Hintergrund seines Zorns ist die neue Digitalsteuer, die Frankreich bereits eingeführt hat und in Österreich am 1. Jänner 2020 in Kraft treten wird. In Frankreich soll sie drei Prozent, in Österreich sogar fünf Prozent betragen und auf Einnahmen aus Online-Werbungen eingehoben werden. Das allein wäre aber auch für jemanden wie Trump noch kein Grund für die Androhung eines Handelskriegs, wäre da nicht eine kleine, schlaue Gemeinheit in die Digitalsteuerpakete der beiden Staaten hineinverpackt:

Denn die neue Steuer soll nicht für alle gelten, sondern nur für Unternehmen, die einen Jahresumsatz aus Online-Werbung von zumindest 750 Millionen Euro weltweit und zumindest 25 Millionen Euro in Österreich und Frankreich jährlich vereinnahmen.

Durch diese Schwellenwerte wird das erreicht, was der damalige Bundeskanzler Sebastian Kurz bereits bei der Vorstellung des Digitalsteuerpakets im April 2019 nicht ohne Stolz versprochen hatte: Die neue Abgabe werde so gestaltet, dass sie von keinem einzigen österreichischen Unternehmen gezahlt werden müsse. Betroffen sein würden nur die US-Internetgiganten wie Google, Facebook oder Microsoft, die ohnehin bei uns viel zu wenig Steuern zahlen würden.

Verstoß gegen Diskriminierungsverbot

Was auf den ersten Blick wie eine raffinierte Idee klingt, die steuerlich in Europa bisher schwer zu fassenden US-Konzerne an einer Achillesferse zu erwischen, ist bei näherer Betrachtung allerdings ein recht durchsichtiges Foulspiel auf dem Feld des internationalen Steuer- und Zollrechts. Denn was Österreich und Frankreich hier versuchen, wird in der Praxis der internationalen Steuerpolitik als verbotenes "Ring-Fencing" bezeichnet.
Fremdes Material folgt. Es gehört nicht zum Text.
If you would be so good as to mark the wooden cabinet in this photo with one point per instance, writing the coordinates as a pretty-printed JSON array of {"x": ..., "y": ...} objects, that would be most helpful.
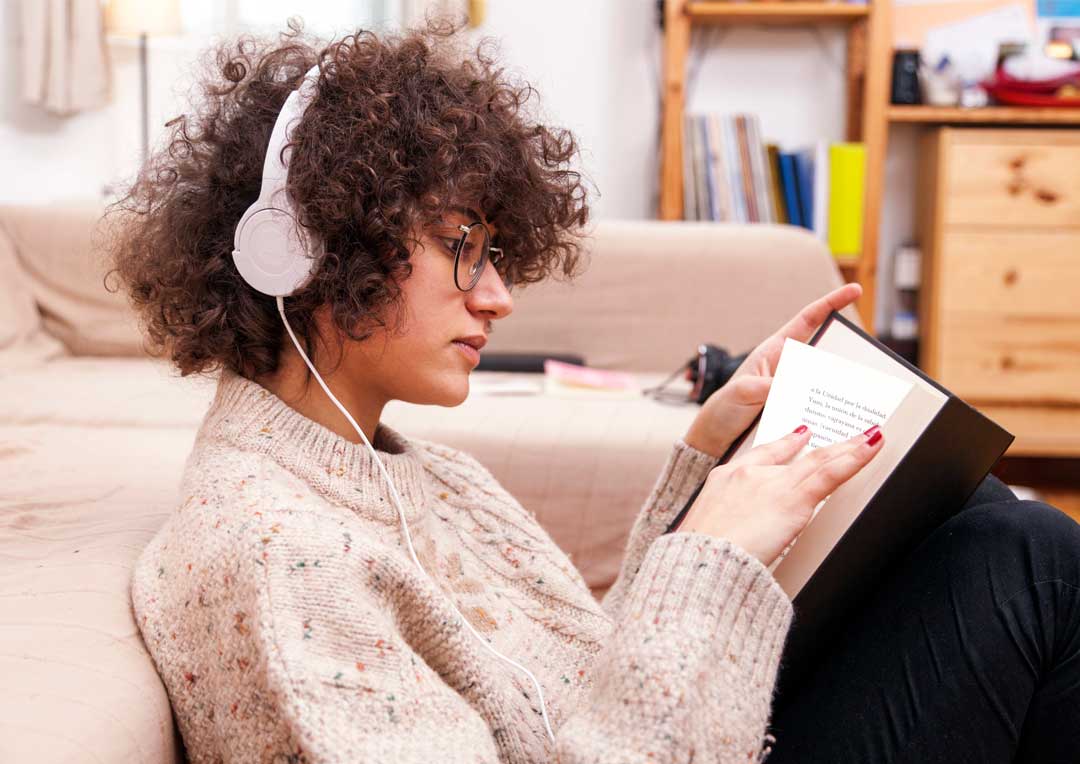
[{"x": 999, "y": 222}]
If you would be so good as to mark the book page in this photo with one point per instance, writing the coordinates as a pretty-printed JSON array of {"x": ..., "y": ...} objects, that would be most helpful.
[{"x": 836, "y": 398}]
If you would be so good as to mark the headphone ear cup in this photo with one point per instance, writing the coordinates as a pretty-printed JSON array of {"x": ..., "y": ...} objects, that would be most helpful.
[{"x": 271, "y": 252}]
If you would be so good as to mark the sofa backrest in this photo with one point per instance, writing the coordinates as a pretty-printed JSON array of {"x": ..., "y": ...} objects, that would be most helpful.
[{"x": 650, "y": 292}]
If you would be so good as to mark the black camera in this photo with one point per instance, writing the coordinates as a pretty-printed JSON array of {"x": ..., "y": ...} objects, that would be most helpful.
[{"x": 711, "y": 370}]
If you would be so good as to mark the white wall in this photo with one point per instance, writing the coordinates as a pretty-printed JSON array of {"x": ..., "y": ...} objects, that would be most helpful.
[{"x": 595, "y": 64}]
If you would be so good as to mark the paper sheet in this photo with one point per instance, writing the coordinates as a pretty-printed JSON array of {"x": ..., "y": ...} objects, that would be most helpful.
[{"x": 836, "y": 398}]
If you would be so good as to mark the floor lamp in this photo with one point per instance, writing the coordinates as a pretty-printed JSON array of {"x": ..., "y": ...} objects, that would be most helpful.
[{"x": 140, "y": 18}]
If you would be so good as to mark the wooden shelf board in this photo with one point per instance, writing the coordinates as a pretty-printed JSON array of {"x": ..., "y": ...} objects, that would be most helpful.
[
  {"x": 773, "y": 11},
  {"x": 989, "y": 115}
]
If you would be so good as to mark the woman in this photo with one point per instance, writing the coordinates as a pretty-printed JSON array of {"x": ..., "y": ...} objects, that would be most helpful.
[{"x": 281, "y": 601}]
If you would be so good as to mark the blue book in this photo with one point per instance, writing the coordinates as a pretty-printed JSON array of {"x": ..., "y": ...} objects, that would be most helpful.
[
  {"x": 706, "y": 141},
  {"x": 804, "y": 179},
  {"x": 790, "y": 187}
]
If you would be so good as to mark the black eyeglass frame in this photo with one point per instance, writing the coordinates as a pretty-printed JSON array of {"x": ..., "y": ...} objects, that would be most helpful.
[{"x": 495, "y": 254}]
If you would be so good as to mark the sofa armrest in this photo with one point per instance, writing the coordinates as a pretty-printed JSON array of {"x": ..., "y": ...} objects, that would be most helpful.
[{"x": 651, "y": 292}]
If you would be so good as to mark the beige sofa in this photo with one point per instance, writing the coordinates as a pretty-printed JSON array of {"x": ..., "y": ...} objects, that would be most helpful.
[{"x": 93, "y": 437}]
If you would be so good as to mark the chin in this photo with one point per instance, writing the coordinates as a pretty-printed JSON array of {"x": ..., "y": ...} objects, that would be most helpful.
[{"x": 449, "y": 391}]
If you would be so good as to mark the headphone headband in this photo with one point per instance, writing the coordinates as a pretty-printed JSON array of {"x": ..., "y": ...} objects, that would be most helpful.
[{"x": 271, "y": 249}]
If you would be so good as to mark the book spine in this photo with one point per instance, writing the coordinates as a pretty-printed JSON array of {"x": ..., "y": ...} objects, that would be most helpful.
[
  {"x": 821, "y": 190},
  {"x": 699, "y": 160},
  {"x": 719, "y": 170},
  {"x": 790, "y": 184},
  {"x": 847, "y": 164},
  {"x": 775, "y": 185},
  {"x": 706, "y": 138},
  {"x": 746, "y": 169},
  {"x": 689, "y": 170},
  {"x": 734, "y": 173},
  {"x": 759, "y": 160}
]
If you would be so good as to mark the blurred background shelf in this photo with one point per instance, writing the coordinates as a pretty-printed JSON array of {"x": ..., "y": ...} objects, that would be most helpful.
[
  {"x": 989, "y": 115},
  {"x": 775, "y": 12}
]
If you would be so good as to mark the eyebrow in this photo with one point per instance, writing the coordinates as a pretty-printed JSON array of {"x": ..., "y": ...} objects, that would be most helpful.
[{"x": 476, "y": 217}]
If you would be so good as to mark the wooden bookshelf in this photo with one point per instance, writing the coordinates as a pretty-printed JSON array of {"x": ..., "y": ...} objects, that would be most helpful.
[
  {"x": 768, "y": 12},
  {"x": 988, "y": 115},
  {"x": 867, "y": 80}
]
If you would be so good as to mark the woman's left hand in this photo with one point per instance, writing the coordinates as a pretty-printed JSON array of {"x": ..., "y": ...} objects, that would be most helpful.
[{"x": 730, "y": 410}]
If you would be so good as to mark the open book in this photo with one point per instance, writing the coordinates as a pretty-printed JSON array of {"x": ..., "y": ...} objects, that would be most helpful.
[{"x": 936, "y": 451}]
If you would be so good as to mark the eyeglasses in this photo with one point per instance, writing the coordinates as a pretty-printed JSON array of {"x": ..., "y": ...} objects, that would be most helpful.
[{"x": 471, "y": 254}]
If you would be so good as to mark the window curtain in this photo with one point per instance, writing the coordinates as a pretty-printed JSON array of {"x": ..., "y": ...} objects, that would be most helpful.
[{"x": 64, "y": 59}]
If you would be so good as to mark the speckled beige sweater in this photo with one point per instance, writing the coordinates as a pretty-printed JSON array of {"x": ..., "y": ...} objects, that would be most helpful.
[{"x": 289, "y": 625}]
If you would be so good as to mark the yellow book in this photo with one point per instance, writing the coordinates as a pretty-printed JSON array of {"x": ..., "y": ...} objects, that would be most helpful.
[{"x": 847, "y": 184}]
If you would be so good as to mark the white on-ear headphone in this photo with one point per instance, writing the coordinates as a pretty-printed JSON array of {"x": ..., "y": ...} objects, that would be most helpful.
[
  {"x": 271, "y": 250},
  {"x": 275, "y": 255}
]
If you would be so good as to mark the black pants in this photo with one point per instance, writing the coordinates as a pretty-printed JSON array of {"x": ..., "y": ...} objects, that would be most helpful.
[{"x": 970, "y": 653}]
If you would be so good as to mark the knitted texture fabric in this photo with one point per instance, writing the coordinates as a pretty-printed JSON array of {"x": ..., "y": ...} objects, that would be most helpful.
[{"x": 288, "y": 622}]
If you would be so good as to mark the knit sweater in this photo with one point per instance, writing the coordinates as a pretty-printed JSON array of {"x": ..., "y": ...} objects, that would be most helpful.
[{"x": 288, "y": 622}]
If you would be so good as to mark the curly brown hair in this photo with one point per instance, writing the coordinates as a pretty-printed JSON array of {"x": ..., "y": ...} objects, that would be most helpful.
[{"x": 402, "y": 126}]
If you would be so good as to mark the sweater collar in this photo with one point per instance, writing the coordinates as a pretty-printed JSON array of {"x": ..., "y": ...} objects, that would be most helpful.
[{"x": 251, "y": 417}]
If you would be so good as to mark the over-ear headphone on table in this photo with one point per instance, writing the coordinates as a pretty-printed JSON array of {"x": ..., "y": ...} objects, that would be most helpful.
[{"x": 275, "y": 255}]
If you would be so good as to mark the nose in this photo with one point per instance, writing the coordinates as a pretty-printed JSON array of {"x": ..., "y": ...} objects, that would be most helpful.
[{"x": 490, "y": 295}]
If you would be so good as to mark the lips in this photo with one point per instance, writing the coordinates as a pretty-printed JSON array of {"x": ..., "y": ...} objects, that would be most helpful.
[{"x": 476, "y": 342}]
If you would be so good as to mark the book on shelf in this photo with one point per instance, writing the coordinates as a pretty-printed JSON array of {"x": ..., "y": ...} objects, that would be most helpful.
[
  {"x": 731, "y": 174},
  {"x": 936, "y": 451},
  {"x": 847, "y": 168}
]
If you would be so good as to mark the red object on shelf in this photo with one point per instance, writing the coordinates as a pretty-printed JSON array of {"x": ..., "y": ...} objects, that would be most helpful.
[{"x": 1014, "y": 92}]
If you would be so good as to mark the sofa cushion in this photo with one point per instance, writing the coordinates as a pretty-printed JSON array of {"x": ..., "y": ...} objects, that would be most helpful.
[
  {"x": 23, "y": 339},
  {"x": 58, "y": 253},
  {"x": 653, "y": 292},
  {"x": 93, "y": 450}
]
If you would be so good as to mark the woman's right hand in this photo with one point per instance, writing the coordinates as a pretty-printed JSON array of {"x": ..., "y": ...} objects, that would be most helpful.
[{"x": 763, "y": 499}]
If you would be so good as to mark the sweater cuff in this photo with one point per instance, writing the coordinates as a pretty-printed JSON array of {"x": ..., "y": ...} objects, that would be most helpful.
[
  {"x": 705, "y": 587},
  {"x": 685, "y": 470}
]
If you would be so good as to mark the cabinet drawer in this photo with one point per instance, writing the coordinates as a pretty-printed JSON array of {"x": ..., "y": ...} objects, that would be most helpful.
[
  {"x": 1007, "y": 358},
  {"x": 1018, "y": 273},
  {"x": 1011, "y": 177}
]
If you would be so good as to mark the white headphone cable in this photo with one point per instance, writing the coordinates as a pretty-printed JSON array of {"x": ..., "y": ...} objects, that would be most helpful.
[{"x": 401, "y": 511}]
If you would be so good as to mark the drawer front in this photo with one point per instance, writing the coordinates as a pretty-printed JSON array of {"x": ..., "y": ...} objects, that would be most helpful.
[
  {"x": 1034, "y": 275},
  {"x": 1011, "y": 177},
  {"x": 1002, "y": 358}
]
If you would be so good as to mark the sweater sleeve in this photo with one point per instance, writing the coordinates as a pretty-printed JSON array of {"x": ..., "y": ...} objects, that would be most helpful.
[
  {"x": 684, "y": 471},
  {"x": 318, "y": 652},
  {"x": 686, "y": 674},
  {"x": 689, "y": 670}
]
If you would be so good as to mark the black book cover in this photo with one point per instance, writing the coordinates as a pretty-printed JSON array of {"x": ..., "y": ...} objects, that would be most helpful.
[{"x": 930, "y": 483}]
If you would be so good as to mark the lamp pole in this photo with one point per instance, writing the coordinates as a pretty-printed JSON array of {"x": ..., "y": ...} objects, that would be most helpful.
[{"x": 145, "y": 92}]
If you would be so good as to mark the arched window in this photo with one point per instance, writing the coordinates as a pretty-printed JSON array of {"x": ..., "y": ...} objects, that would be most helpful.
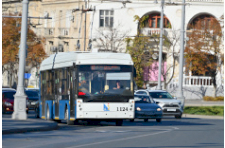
[
  {"x": 153, "y": 21},
  {"x": 201, "y": 22}
]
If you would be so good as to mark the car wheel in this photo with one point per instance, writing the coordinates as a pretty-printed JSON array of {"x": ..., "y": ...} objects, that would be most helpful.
[
  {"x": 158, "y": 120},
  {"x": 178, "y": 116},
  {"x": 119, "y": 122},
  {"x": 67, "y": 117}
]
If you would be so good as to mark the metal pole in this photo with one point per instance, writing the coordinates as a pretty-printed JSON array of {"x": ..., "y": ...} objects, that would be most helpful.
[
  {"x": 20, "y": 97},
  {"x": 159, "y": 87},
  {"x": 85, "y": 24},
  {"x": 27, "y": 17},
  {"x": 180, "y": 95}
]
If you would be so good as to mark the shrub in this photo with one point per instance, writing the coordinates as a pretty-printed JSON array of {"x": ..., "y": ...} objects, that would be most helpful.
[{"x": 209, "y": 98}]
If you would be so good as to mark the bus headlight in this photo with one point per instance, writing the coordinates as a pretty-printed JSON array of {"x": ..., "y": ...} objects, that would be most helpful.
[{"x": 138, "y": 109}]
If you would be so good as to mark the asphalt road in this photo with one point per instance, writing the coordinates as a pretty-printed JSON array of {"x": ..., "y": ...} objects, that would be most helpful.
[{"x": 170, "y": 133}]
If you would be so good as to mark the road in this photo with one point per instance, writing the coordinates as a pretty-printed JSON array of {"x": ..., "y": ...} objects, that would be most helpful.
[{"x": 170, "y": 133}]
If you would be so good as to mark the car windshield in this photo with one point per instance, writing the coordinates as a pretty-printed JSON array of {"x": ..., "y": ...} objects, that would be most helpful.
[
  {"x": 8, "y": 95},
  {"x": 160, "y": 95},
  {"x": 32, "y": 94},
  {"x": 142, "y": 99},
  {"x": 105, "y": 83}
]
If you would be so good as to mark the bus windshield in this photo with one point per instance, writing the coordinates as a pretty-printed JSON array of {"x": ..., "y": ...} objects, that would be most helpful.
[{"x": 105, "y": 83}]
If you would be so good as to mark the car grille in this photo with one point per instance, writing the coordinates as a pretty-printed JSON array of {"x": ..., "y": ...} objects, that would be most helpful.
[{"x": 171, "y": 105}]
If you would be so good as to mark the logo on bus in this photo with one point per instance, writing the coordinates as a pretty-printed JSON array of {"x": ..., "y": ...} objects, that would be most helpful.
[{"x": 106, "y": 107}]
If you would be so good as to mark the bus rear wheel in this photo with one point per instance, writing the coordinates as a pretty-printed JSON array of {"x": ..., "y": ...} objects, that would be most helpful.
[{"x": 119, "y": 122}]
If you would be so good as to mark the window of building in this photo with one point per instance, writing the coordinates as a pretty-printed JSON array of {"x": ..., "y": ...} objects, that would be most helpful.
[
  {"x": 202, "y": 21},
  {"x": 153, "y": 21},
  {"x": 106, "y": 18}
]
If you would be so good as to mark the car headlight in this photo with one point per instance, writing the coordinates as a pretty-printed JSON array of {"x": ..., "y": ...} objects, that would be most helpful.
[
  {"x": 8, "y": 104},
  {"x": 159, "y": 109},
  {"x": 138, "y": 109}
]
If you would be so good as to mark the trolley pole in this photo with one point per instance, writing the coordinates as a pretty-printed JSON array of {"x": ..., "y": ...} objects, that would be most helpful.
[
  {"x": 19, "y": 112},
  {"x": 159, "y": 87},
  {"x": 181, "y": 60},
  {"x": 85, "y": 21}
]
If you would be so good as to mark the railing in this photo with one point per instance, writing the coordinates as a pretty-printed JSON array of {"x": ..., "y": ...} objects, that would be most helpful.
[
  {"x": 64, "y": 31},
  {"x": 151, "y": 31},
  {"x": 190, "y": 81},
  {"x": 197, "y": 81},
  {"x": 49, "y": 31}
]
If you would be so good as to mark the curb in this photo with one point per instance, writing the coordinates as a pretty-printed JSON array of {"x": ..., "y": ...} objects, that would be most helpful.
[
  {"x": 203, "y": 116},
  {"x": 53, "y": 126}
]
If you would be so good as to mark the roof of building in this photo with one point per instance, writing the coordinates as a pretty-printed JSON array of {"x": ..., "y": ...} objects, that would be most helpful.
[{"x": 67, "y": 59}]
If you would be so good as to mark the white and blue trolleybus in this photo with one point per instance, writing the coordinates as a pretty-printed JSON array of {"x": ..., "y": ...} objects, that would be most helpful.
[{"x": 87, "y": 86}]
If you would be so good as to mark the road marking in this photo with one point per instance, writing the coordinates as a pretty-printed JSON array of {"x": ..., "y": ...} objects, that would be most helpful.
[{"x": 121, "y": 139}]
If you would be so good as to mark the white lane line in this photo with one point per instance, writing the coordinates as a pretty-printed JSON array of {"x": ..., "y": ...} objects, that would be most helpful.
[{"x": 120, "y": 139}]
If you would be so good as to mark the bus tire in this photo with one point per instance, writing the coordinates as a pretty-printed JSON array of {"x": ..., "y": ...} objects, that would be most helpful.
[
  {"x": 67, "y": 117},
  {"x": 119, "y": 122}
]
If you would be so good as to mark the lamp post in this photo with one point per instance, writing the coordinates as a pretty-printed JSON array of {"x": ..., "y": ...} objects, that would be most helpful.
[
  {"x": 159, "y": 87},
  {"x": 20, "y": 97},
  {"x": 180, "y": 95}
]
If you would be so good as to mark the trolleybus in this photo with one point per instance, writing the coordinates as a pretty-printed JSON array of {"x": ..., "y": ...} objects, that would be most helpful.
[{"x": 87, "y": 86}]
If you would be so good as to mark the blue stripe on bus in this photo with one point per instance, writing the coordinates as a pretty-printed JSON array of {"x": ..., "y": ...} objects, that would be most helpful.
[{"x": 49, "y": 104}]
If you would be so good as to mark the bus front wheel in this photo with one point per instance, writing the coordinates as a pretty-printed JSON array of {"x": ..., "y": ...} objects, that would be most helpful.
[{"x": 119, "y": 122}]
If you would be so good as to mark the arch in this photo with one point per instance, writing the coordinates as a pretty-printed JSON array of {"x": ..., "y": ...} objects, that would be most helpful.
[
  {"x": 154, "y": 20},
  {"x": 202, "y": 15}
]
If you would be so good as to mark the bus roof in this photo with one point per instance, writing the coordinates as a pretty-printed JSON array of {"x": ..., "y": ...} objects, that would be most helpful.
[{"x": 66, "y": 59}]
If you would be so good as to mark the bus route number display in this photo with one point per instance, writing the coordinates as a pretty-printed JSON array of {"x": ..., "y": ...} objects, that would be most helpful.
[
  {"x": 105, "y": 67},
  {"x": 122, "y": 108}
]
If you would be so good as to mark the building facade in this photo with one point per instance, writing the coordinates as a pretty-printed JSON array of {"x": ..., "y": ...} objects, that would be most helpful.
[{"x": 107, "y": 22}]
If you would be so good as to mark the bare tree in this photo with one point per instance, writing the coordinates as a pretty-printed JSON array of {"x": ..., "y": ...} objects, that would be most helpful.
[
  {"x": 111, "y": 39},
  {"x": 169, "y": 43}
]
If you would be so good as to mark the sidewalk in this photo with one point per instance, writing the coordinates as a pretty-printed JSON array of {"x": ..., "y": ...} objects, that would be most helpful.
[
  {"x": 199, "y": 102},
  {"x": 10, "y": 126}
]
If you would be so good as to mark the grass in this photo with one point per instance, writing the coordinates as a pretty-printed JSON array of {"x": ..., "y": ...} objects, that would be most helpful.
[{"x": 204, "y": 110}]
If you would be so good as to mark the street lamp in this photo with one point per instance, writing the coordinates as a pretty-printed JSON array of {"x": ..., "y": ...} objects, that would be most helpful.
[
  {"x": 180, "y": 95},
  {"x": 159, "y": 87},
  {"x": 20, "y": 96}
]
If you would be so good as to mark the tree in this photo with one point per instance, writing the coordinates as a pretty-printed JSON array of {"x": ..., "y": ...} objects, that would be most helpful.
[
  {"x": 111, "y": 39},
  {"x": 152, "y": 42},
  {"x": 203, "y": 50},
  {"x": 10, "y": 47},
  {"x": 169, "y": 43},
  {"x": 139, "y": 51}
]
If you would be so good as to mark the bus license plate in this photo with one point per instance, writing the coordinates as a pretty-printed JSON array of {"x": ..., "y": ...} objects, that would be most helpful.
[
  {"x": 171, "y": 110},
  {"x": 122, "y": 108}
]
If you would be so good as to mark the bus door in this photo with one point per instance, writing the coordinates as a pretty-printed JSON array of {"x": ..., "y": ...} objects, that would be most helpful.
[
  {"x": 57, "y": 96},
  {"x": 73, "y": 94}
]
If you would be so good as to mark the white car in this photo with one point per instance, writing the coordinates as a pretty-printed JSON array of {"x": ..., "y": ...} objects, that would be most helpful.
[{"x": 170, "y": 105}]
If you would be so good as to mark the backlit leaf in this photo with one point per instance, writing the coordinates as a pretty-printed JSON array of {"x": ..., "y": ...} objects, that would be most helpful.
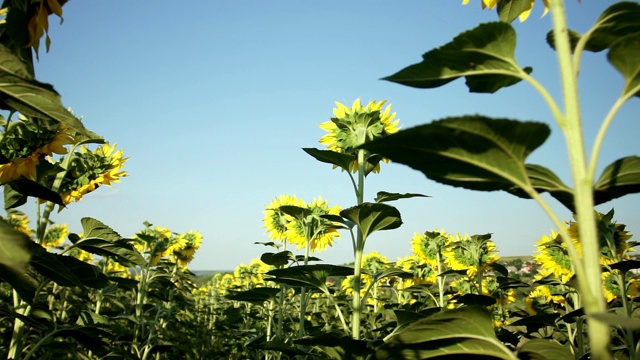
[
  {"x": 473, "y": 152},
  {"x": 485, "y": 56}
]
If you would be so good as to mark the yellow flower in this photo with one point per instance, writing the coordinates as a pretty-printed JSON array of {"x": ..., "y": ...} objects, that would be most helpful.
[
  {"x": 20, "y": 222},
  {"x": 318, "y": 231},
  {"x": 357, "y": 125},
  {"x": 55, "y": 236},
  {"x": 103, "y": 166},
  {"x": 491, "y": 4},
  {"x": 275, "y": 221}
]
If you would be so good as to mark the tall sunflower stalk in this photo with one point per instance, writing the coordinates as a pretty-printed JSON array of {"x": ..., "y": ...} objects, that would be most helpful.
[{"x": 349, "y": 128}]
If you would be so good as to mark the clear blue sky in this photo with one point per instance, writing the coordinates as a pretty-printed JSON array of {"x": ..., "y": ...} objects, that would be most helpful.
[{"x": 213, "y": 101}]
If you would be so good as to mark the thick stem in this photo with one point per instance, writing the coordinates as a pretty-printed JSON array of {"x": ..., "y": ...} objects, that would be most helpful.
[{"x": 590, "y": 285}]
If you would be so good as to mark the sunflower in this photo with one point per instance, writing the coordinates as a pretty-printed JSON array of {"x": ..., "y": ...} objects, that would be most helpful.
[
  {"x": 20, "y": 222},
  {"x": 319, "y": 231},
  {"x": 91, "y": 169},
  {"x": 275, "y": 221},
  {"x": 26, "y": 143},
  {"x": 428, "y": 245},
  {"x": 465, "y": 253},
  {"x": 357, "y": 125},
  {"x": 491, "y": 4},
  {"x": 55, "y": 236},
  {"x": 192, "y": 241}
]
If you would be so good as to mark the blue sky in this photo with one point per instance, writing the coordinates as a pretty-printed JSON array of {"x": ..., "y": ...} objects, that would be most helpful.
[{"x": 213, "y": 101}]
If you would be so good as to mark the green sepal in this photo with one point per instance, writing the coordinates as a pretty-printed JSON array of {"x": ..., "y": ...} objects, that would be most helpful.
[
  {"x": 466, "y": 332},
  {"x": 485, "y": 56},
  {"x": 473, "y": 152},
  {"x": 384, "y": 196},
  {"x": 371, "y": 217}
]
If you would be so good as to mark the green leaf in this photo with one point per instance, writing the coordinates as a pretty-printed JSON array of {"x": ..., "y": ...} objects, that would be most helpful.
[
  {"x": 278, "y": 259},
  {"x": 624, "y": 55},
  {"x": 20, "y": 92},
  {"x": 545, "y": 180},
  {"x": 310, "y": 276},
  {"x": 14, "y": 247},
  {"x": 383, "y": 196},
  {"x": 256, "y": 296},
  {"x": 372, "y": 217},
  {"x": 620, "y": 178},
  {"x": 337, "y": 159},
  {"x": 473, "y": 152},
  {"x": 31, "y": 188},
  {"x": 541, "y": 349},
  {"x": 509, "y": 10},
  {"x": 485, "y": 56},
  {"x": 466, "y": 331},
  {"x": 617, "y": 21},
  {"x": 120, "y": 251}
]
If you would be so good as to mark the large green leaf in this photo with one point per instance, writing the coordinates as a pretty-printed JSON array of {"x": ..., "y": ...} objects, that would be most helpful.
[
  {"x": 542, "y": 349},
  {"x": 624, "y": 55},
  {"x": 310, "y": 276},
  {"x": 545, "y": 180},
  {"x": 485, "y": 56},
  {"x": 31, "y": 188},
  {"x": 473, "y": 152},
  {"x": 617, "y": 21},
  {"x": 256, "y": 296},
  {"x": 620, "y": 178},
  {"x": 384, "y": 196},
  {"x": 19, "y": 91},
  {"x": 509, "y": 10},
  {"x": 372, "y": 217},
  {"x": 92, "y": 228},
  {"x": 463, "y": 332}
]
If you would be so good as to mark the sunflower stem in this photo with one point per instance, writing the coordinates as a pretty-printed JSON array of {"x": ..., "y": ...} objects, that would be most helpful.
[{"x": 590, "y": 285}]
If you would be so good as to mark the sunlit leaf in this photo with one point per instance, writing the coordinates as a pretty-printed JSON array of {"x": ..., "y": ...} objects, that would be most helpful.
[
  {"x": 19, "y": 91},
  {"x": 473, "y": 152},
  {"x": 542, "y": 349},
  {"x": 31, "y": 188},
  {"x": 509, "y": 10},
  {"x": 384, "y": 196},
  {"x": 371, "y": 217},
  {"x": 464, "y": 332},
  {"x": 256, "y": 296},
  {"x": 485, "y": 56},
  {"x": 620, "y": 178},
  {"x": 310, "y": 276},
  {"x": 624, "y": 55}
]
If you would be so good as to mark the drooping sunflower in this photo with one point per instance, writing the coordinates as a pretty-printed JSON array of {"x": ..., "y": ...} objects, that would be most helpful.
[
  {"x": 55, "y": 236},
  {"x": 25, "y": 143},
  {"x": 466, "y": 252},
  {"x": 319, "y": 231},
  {"x": 275, "y": 220},
  {"x": 553, "y": 257},
  {"x": 491, "y": 4},
  {"x": 356, "y": 125},
  {"x": 20, "y": 222},
  {"x": 428, "y": 245},
  {"x": 91, "y": 169}
]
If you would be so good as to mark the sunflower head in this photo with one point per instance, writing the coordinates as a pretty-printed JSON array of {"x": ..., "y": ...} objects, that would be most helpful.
[
  {"x": 91, "y": 169},
  {"x": 275, "y": 220},
  {"x": 356, "y": 125},
  {"x": 312, "y": 229}
]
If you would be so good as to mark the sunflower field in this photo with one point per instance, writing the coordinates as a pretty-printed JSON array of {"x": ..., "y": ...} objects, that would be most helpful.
[{"x": 97, "y": 294}]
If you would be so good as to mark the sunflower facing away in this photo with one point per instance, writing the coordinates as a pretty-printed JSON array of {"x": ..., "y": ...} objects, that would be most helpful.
[
  {"x": 356, "y": 125},
  {"x": 90, "y": 170},
  {"x": 321, "y": 232}
]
Darunter versteht man die Ausgestaltung von Steuergesetzen in einer Form, die inländische Unternehmen gegenüber bestimmten ausländischen Unternehmen zielgerichtet begünstigt.

Diese Praxis verstößt gegen das Diskriminierungsverbot der OECD-Doppelbesteuerungsabkommen und ist nichts anderes als ein verdeckter Zoll auf die Dienstleistungen der im Bereich der Onlinewerbung besonders erfolgreichen US-IT-Konzerne.

Weg über die WTO

Das Diskriminierungsverbot des Doppelbesteuerungsabkommens ist allerdings nur für den Bereich der Einkommenssteuern direkt anwendbar. Hingegen wären verdeckte Zölle und die direkte oder indirekte Bevorzugung heimischer Unternehmen bei indirekten Steuern oder Förderungen typischerweise ein Fall für die WTO.

Es ist daher anzunehmen, dass – ähnlich wie bei der Bekämpfung der europäischen Airbus-Subventionen – die USA bei der Umsetzung der angedachten Strafzölle den Weg über ein WTO-Verfahren gehen werden.

Das europäische Argument, dass man die Steuerplanung der US-Konzerne auf anderem Weg nicht in den Griff bekommen könne, erinnert an die Hilflosigkeit eines Fußballverteidigers, der sich bei technischer Unterlegenheit nur mit einem Foul zu helfen weiß. Die gelbe Karte, die der erzürnte US-Präsident jetzt in Form von Strafzöllen einfordert, muss man daher als fairer Beobachter wohl als durchaus gerechtfertigt und angemessen anerkennen.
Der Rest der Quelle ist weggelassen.